As they had neared Uffington, one theme more than any other had run through the chatter of moles they met: the coming of the “Word” which was seen as a message of strength and power, hope and security in a troubled world. Yet its existence, its very meaning indeed, was no more than a rumour among moles, and one that for a long time Tryfan assumed to be but the idle gossip and hope of moles who, having been afflicted by plagues and fire, now projected their hopes of the future in the coming of a deeper wisdom than the Stone itself, and called this wisdom the Word. It
was
coming, many a mole told them as they neared Uffington. “Aye, and when it does all will be well again, and these Stone-forsaken northern winds quite gone and spring return!”

So moles did say, hunching against the bitter winds that seemed to afflict a mole wherever he turned in those dark days, as bitter snout-shrivelling wind as ever was.

Then too, in those post-plague days, there were many rumours, telling of dark, dangerous moles travelling from the north of which the wind was the harbinger, casting fear into moles’ hearts and making many a system, already decimated and afflicted, places of fear and unwelcoming to travellers like Tryfan and Boswell. But Boswell did not dismiss this kind of gossip as mere superstition.

“The Word?” said Boswell. “Yes, it’s coming. Not too soon, I hope, for you have much to learn before that.” But more he would not say, leading Tryfan back one last time to solitary routes as if to protect him from other moles and further knowledge of those lengthening shadows in which rumours of danger and the Word were intertwined. Then, somehow, in those final weeks of travel Tryfan came to see that whatever his task was it had to do with the coming of the Word, and that it was awesome, and that he had much to learn if he was to fulfil it; and that Boswell would reveal its nature to him when the time was right....

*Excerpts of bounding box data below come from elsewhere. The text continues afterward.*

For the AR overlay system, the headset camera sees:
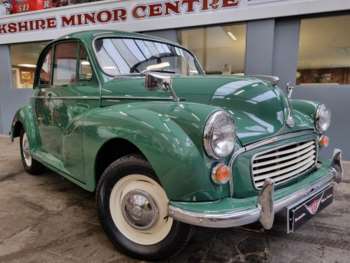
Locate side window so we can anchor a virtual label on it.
[79,44,92,81]
[39,49,52,85]
[53,42,78,86]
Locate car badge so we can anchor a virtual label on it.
[305,197,322,215]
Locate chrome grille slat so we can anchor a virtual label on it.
[254,151,315,175]
[251,141,317,189]
[256,162,314,187]
[254,142,314,161]
[253,145,316,168]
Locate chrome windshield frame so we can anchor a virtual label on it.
[92,34,205,79]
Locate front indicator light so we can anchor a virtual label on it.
[211,163,232,184]
[318,135,329,148]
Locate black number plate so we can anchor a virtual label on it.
[287,186,334,233]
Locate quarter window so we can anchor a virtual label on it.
[39,49,52,85]
[79,44,92,81]
[53,42,77,86]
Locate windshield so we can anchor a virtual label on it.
[95,38,202,76]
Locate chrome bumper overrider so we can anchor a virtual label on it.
[169,149,343,229]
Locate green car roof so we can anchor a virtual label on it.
[59,30,179,46]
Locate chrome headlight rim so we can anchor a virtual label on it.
[203,110,236,160]
[315,104,332,134]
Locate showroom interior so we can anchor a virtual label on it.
[0,0,350,159]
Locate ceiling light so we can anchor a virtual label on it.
[17,64,36,68]
[227,31,237,41]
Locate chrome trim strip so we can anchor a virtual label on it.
[31,96,100,100]
[102,96,175,101]
[32,96,175,101]
[169,167,337,228]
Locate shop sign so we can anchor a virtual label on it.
[0,0,239,35]
[0,0,350,44]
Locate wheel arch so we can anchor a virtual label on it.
[95,138,148,185]
[11,119,24,141]
[11,105,40,150]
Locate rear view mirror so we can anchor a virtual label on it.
[145,72,180,101]
[145,72,171,90]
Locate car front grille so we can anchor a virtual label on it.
[252,141,317,189]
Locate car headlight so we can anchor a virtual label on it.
[315,104,332,133]
[204,111,236,159]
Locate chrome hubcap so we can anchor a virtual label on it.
[122,190,159,230]
[22,134,32,166]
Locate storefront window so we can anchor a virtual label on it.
[297,15,350,85]
[10,42,47,89]
[179,24,246,75]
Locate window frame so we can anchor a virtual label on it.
[33,44,54,89]
[92,35,205,79]
[77,40,96,85]
[51,39,79,88]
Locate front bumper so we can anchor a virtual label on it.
[169,150,343,229]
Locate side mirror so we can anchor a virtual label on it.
[145,72,180,101]
[287,82,295,99]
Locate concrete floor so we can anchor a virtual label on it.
[0,137,350,263]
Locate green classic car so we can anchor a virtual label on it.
[11,31,343,260]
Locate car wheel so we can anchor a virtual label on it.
[97,156,192,260]
[20,131,45,175]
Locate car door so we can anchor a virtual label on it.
[51,41,99,183]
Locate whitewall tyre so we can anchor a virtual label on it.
[20,131,45,175]
[97,156,192,260]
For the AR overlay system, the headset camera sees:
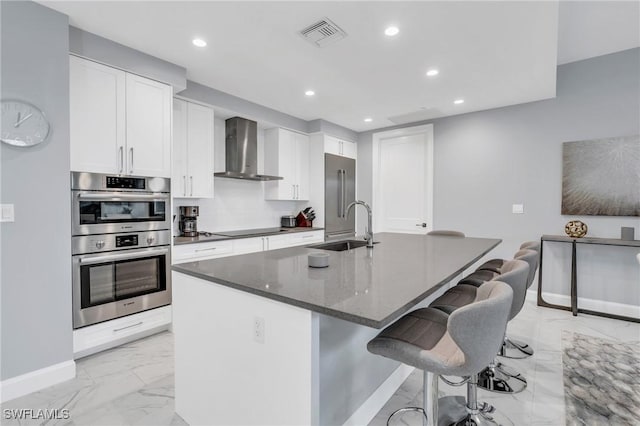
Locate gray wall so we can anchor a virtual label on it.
[0,1,73,380]
[307,119,358,141]
[69,27,187,93]
[358,48,640,303]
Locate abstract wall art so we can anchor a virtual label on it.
[562,135,640,216]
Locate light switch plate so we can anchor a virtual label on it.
[0,204,15,222]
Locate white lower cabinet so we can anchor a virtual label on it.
[73,306,171,359]
[172,231,324,265]
[171,240,234,265]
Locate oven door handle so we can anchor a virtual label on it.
[78,192,169,201]
[79,248,169,265]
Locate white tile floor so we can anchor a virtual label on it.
[1,295,640,426]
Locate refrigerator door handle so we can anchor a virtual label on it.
[339,169,347,219]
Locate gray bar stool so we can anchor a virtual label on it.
[367,281,513,425]
[477,241,540,359]
[430,258,536,393]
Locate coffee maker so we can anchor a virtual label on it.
[179,206,199,237]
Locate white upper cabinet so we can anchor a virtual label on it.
[264,128,309,200]
[70,56,172,177]
[171,99,214,198]
[69,56,126,173]
[126,74,173,177]
[324,135,358,159]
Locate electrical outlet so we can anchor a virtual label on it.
[253,317,264,343]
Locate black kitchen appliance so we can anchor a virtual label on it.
[179,206,200,237]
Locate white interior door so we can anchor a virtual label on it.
[373,126,433,234]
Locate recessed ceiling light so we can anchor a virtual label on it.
[384,27,400,37]
[191,38,207,47]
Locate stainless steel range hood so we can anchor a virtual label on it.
[213,117,283,180]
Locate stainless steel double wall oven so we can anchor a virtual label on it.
[71,172,171,328]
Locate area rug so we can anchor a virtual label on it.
[562,331,640,426]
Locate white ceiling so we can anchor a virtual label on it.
[558,0,640,64]
[41,1,639,131]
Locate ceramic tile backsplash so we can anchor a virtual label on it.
[174,177,308,233]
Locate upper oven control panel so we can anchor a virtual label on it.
[105,176,147,191]
[71,172,171,193]
[71,230,171,255]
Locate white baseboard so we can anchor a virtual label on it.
[343,364,415,426]
[528,290,640,318]
[0,360,76,402]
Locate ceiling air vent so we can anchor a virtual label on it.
[300,18,347,47]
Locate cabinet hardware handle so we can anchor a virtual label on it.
[196,247,218,252]
[113,321,143,333]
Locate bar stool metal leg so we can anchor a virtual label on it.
[498,337,533,359]
[387,371,438,426]
[438,374,513,426]
[478,361,527,393]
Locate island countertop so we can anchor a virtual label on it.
[172,233,501,328]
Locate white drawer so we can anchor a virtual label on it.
[73,306,171,359]
[172,240,233,265]
[288,231,324,247]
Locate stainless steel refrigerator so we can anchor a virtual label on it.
[324,154,356,240]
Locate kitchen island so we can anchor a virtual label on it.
[173,234,500,425]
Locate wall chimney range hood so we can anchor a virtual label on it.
[213,117,283,181]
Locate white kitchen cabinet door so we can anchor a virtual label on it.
[125,74,172,177]
[295,133,309,200]
[264,129,309,200]
[69,56,126,173]
[233,237,266,255]
[187,102,213,198]
[171,99,189,197]
[324,135,358,159]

In the last days of their journey, Boswell had begun to talk to him differently, saying, “You must tell them... You will show them...” and even, “Your task may be to make them see...” as if all that he had taught Tryfan had been only so that he, Tryfan, might pass it on. As if
he
might be a teacher as Boswell was. And this troubled Tryfan, for the whole history of the journey, so far as his learning was concerned, was the discovery of how little he knew, and how little he had to say to other moles. Which, when he admitted it to Boswell, the scribemole laughed aloud at saying how true but how hard
that
truth was to teach!

So, in a spirit of humble confusion (as Tryfan was later to describe it), and after some last weeks of complete seclusion from other moles and with the north wind blowing cold and bitter as ever, they had reached at last the eastern end of Uffington....

... And thinking of the journey past and the task that might be ahead of him, Tryfan began to see that Boswell’s hesitation to start the final climb to Uffington might simply be reluctance to admit that the journey was finally done, and that change might be upon them.

“We had better move,” said Tryfan staring once more about the copse in which they had taken stance. “The morning is advancing and there are rooks about.”